寝室の大きな窓から見える空は、薄暗く、どす暗く、ちょうど一年前に思い描いたものにそっくりだ。
俺が彼と出会った路上で、出会った日と同じ日に、彼を捨てて遠ざかっていった日から、2LDKのマンションは、この空のように重い色に変わった。
夏になっても、肌がそら寒さを感じる。
アレから、何度も彼の事を思い返した。考え、思い続けた。いや、思い続けている。
惨めだ。馬鹿だ。阿呆だ。――――情けない。
手放したくなかったなら、手放すべきではなかった。
馬鹿な理性や、プライド。
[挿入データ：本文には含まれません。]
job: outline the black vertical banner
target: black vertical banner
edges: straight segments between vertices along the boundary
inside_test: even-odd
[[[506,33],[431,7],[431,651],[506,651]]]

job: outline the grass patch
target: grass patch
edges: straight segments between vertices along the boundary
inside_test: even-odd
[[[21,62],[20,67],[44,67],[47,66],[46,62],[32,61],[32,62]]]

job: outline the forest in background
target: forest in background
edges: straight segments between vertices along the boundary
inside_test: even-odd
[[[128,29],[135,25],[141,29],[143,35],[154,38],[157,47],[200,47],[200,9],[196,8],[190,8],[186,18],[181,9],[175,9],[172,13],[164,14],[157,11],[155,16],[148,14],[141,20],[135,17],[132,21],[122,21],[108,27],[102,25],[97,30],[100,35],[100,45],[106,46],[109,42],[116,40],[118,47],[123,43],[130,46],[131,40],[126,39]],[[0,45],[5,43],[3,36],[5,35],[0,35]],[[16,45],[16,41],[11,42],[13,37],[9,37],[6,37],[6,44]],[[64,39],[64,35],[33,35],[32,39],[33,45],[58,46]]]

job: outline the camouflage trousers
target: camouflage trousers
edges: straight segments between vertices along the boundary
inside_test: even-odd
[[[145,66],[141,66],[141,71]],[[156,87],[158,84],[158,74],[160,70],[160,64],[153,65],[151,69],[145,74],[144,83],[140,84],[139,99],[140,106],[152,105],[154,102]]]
本当の感情を殺す、そんなものに従うべきではない。後悔したくないのなら、感情を剥き出しにして、縋れば良かった。
――――――『捨てないでくれ。』と。
『捨てる』などと言って、本当に捨てられたのは、自分自身だったのだ。
あの路上で別れてから、すぐに後悔して、次の日、そこに行った。しかし、彼は居なかった。
もしかしたら、何度振り返っても身動きしなかった彼が、そのまま同じ様に居るのではないのか、と。だが、淡い期待は打ち砕かれた。
居なかった。
彼は居なかった。
残り香も、彼が居たという情景も、全てが消えていた。